Богиня догорела, но старое утомление так и не исчезло. Огонь погас, а уходить из душной кузницы не хотелось. Тогда Филипп как бы насильно встал и увел с собою Шванка.
Вступив в старый епископский сад, жрец и трувер продолжили разговор. Солнце встало уже довольно давно, и свет его сейчас был бел и неярок, слепил, не давая бликов. Мир выглядел таким же призрачным, как и ночью.
- Ее двойственность! - почти зашипел Филипп - Да меня от нее тошнит! Где двойственность, там и множественность, бесконечный ряд отражений.
- Но, Филипп, она же поглощает и все превращает в саму себя?
- Вот именно! А потом скажут, что это и есть целостность. Потом телоги припишут свойства смерти вообще всему женственному - думаешь, не поэтому мы храним свое бесполезное целомудрие?
- Ну, я думаю, вы так соблюдаете верность Храму.
- Если б только это! Тут еще и страх, позорный страх! Смотри, сначала возьмут и припишут Смерти женственный характер...

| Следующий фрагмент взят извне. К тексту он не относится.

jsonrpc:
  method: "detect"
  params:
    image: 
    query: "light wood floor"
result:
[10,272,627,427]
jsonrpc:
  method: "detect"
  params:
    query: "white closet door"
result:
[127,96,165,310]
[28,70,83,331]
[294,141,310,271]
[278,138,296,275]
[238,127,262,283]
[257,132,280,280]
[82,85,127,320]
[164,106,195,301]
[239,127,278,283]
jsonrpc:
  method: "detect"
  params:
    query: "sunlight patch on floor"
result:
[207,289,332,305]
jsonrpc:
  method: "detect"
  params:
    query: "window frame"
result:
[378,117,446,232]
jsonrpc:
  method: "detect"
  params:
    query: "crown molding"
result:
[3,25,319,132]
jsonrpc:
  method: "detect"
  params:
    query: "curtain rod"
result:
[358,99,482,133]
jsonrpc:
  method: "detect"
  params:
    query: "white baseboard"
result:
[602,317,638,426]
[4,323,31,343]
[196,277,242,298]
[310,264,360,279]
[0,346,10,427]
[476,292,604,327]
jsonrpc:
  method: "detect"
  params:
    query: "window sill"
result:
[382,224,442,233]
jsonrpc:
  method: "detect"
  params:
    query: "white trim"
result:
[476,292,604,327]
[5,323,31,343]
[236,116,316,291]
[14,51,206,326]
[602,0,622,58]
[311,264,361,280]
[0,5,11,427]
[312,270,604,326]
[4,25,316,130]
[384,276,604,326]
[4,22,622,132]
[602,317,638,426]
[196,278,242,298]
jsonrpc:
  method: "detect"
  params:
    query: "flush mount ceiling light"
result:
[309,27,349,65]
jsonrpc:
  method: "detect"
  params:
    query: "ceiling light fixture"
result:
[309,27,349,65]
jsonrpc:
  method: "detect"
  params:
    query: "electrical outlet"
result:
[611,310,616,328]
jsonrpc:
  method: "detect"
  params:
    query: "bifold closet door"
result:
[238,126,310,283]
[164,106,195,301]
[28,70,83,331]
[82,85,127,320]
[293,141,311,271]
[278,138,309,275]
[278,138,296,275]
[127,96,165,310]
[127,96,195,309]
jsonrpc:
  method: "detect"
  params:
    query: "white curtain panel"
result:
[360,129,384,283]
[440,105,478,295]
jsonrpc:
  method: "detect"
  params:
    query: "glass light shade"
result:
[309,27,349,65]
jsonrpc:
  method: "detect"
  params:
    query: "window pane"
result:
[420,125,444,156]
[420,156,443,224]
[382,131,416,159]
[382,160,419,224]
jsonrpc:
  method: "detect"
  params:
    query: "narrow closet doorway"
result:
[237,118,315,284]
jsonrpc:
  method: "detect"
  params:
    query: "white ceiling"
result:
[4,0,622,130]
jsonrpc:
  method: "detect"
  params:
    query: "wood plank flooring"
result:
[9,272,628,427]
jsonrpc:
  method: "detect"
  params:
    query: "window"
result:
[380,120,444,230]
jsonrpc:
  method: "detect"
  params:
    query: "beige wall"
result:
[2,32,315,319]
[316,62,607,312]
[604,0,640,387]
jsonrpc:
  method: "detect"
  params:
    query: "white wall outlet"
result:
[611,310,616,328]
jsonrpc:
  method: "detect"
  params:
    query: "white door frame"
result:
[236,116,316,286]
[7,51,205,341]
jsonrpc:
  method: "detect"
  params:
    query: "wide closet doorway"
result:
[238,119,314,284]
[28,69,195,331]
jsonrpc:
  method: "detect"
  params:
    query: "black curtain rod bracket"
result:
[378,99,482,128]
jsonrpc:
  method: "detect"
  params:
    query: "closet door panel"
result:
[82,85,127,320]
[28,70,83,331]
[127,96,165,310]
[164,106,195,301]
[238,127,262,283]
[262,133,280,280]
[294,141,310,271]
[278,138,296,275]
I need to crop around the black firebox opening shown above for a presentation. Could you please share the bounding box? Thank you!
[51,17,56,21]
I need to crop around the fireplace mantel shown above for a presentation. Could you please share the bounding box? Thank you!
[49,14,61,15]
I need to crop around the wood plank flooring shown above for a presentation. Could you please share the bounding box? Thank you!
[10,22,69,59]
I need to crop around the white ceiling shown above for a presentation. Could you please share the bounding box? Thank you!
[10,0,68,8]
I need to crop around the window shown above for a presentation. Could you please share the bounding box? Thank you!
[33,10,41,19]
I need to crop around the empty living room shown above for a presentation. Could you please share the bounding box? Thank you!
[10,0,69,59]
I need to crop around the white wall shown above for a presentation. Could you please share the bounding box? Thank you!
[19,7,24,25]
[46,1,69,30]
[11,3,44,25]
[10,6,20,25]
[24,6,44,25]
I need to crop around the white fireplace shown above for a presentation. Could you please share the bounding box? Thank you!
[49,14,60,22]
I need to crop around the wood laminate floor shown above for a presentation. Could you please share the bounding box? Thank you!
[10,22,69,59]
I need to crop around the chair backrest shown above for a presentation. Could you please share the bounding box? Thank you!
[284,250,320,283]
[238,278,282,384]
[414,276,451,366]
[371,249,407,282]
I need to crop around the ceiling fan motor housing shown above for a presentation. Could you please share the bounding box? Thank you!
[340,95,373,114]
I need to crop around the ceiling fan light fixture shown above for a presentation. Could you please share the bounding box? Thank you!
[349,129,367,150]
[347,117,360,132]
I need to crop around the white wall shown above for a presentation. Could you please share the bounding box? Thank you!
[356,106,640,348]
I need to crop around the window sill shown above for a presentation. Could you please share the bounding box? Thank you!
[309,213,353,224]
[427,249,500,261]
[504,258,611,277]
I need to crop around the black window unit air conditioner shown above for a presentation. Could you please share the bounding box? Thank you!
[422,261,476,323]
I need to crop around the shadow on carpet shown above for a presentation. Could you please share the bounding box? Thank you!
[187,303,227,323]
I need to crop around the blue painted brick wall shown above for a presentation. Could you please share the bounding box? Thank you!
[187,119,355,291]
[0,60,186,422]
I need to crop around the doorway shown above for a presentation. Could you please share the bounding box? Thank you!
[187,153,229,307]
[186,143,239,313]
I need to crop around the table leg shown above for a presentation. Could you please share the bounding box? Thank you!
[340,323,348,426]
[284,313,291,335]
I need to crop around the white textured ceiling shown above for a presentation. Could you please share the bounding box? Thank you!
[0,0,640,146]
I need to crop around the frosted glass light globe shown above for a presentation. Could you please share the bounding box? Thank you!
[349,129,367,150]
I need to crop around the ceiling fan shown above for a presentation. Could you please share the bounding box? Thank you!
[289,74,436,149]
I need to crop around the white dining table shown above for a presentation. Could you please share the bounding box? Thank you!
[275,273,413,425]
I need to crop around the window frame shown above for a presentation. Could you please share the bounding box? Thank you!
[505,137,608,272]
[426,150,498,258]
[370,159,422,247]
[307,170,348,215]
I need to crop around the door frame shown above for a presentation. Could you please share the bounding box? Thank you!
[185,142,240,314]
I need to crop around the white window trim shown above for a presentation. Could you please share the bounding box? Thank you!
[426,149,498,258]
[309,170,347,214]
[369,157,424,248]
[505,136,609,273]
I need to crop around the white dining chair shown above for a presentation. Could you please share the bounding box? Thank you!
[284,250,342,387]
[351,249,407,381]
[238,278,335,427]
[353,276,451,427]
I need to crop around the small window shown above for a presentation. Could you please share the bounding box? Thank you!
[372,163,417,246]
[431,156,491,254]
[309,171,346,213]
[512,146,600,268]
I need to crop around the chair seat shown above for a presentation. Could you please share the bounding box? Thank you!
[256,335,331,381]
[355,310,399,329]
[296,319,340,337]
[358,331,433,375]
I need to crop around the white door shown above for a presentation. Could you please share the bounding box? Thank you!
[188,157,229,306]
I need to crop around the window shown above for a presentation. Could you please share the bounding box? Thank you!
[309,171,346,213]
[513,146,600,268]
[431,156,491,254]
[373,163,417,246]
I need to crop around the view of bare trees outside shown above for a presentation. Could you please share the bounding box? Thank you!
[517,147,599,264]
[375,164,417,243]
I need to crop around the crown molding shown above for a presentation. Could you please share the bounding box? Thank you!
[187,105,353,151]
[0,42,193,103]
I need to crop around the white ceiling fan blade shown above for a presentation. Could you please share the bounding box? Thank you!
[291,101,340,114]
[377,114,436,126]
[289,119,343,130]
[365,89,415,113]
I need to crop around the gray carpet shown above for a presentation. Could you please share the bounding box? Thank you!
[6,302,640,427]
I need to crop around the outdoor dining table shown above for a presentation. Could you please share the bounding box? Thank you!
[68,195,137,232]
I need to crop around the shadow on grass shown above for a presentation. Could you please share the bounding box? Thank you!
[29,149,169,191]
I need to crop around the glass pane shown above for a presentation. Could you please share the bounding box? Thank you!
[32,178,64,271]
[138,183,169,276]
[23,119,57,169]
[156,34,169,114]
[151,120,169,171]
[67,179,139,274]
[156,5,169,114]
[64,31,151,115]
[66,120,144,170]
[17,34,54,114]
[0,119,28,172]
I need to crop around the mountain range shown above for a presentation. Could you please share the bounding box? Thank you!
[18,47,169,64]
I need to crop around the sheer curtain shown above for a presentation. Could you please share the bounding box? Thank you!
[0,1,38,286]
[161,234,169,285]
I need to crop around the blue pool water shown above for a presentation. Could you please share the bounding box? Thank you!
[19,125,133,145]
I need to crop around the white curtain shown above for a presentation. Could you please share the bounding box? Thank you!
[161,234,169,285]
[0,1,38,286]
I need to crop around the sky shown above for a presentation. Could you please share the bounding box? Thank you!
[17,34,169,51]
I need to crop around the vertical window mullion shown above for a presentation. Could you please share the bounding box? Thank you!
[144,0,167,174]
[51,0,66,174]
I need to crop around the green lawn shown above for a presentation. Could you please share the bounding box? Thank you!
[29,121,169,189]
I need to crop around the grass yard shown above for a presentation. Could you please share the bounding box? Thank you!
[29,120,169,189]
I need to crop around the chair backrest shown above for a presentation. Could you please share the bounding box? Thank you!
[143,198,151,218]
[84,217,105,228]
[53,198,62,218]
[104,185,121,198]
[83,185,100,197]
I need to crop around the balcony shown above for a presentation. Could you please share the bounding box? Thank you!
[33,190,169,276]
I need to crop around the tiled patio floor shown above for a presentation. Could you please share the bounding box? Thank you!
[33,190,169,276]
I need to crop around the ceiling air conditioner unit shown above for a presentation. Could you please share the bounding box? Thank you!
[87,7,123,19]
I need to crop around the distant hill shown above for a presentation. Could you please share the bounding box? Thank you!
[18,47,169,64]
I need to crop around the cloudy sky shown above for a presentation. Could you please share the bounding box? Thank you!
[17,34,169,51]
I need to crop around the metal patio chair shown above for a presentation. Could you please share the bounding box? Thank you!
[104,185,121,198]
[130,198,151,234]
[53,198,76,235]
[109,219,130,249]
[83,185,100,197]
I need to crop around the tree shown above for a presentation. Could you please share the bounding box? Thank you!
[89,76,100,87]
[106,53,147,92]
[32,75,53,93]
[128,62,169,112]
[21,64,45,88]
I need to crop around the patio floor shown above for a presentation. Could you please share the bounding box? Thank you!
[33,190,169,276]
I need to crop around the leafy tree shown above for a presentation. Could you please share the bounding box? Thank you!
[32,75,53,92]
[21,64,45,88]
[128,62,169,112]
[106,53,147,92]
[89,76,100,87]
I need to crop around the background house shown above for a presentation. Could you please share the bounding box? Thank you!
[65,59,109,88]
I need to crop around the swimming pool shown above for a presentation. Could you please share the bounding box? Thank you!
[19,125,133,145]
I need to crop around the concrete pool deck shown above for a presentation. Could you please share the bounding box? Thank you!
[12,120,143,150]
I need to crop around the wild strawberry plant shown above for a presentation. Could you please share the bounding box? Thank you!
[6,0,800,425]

- Мастер Хейлгар ее так и изобразил.
- Вот-вот, и вполне по канону. А потом будет хуже - решат, просто по аналогии...
- Как ты - про личинку?
- Заткнись и дослушай! Решат, что, раз Смерть женственна, то Она якобы может и возрождать. И будет новое целостное божество - как здорово, как много надежды, каково величие Человека и его бессмертной души!!! Как же мне надоело! Шванк, что ты видел сегодня ночью?
- Перламутровый небесный свет, потом радужный небесный купол. И все это исчезло. Вроде бы так в старину боги призывали живописцев к Сердцу Мира?
- Похоже, но не так. Жаль, я не видел. А ты что об этом думаешь?
- Не знаю. Это было не страшно. Я вообще ничего не чувствовал.
- А Панкратий снова уезжает, его тревога растет. Что же это было все-таки?
Сад, очень похоже на Лес Броселианы, все не кончался, не желал выводить их к Храму.
- А какая она по-твоему, Филипп?
- "Какая" - это для нее некорректное определение, я думаю. Она вообще не воспринимается и делает бессмысленными все аналогии. А мы уж сами рады обманываться, как я с личинкою! Ох, злые силы! Я все чувствую, сейчас она сужает круги...
- Как хищная птица?
- Как рыба в омуте. Или это я не могу перед нею устоять, а она ни при чем? Не знаю. Если бы вернуться к началу...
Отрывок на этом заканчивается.